Fui atrás das aulas. Conversei com um professor da academia que frequento e ele me indicou o Antônio Cesar, com quem venho treinando desde então. Com um detalhe que, pra mim, deixa tudo mais rocky balboer: os treinos acontecem ao ar livre, na quadra de uma praça perto da minha casa.

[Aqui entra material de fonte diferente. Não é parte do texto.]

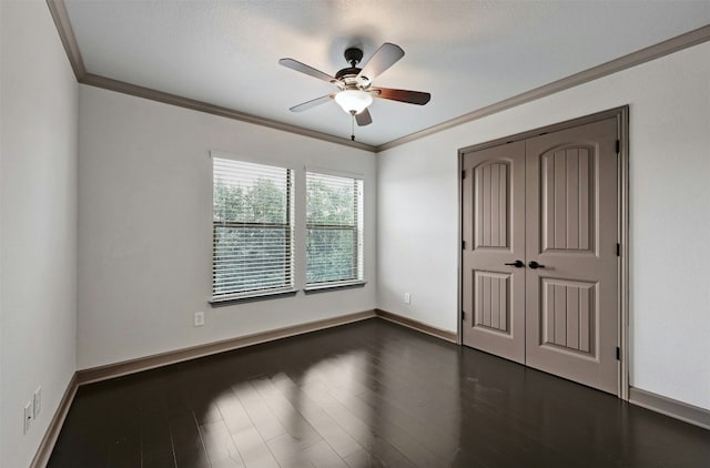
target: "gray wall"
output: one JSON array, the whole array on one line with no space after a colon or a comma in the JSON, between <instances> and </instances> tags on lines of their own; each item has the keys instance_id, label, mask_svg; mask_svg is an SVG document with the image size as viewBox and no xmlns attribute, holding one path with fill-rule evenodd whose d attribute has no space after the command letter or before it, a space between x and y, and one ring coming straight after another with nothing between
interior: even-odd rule
<instances>
[{"instance_id":1,"label":"gray wall","mask_svg":"<svg viewBox=\"0 0 710 468\"><path fill-rule=\"evenodd\" d=\"M79 101L79 368L375 307L374 154L91 87ZM367 285L210 307L213 150L362 175Z\"/></svg>"},{"instance_id":2,"label":"gray wall","mask_svg":"<svg viewBox=\"0 0 710 468\"><path fill-rule=\"evenodd\" d=\"M458 149L625 104L630 381L710 409L710 43L381 153L377 305L456 330Z\"/></svg>"},{"instance_id":3,"label":"gray wall","mask_svg":"<svg viewBox=\"0 0 710 468\"><path fill-rule=\"evenodd\" d=\"M75 369L78 85L47 3L0 16L0 466L23 467Z\"/></svg>"}]
</instances>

Logo na primeira vez, uma aula teste, vi que a coisa era puxada. Depois de um tempo correndo, fazendo flexões, abdominais, agachamentos e polichinelos, pensei: já deve estar acabando. Espiei o celular e só tinham se passado vinte minutos, e eu já suava em bicas. Ao final da aula, estava exausto, mas saí de lá ansioso pela próxima.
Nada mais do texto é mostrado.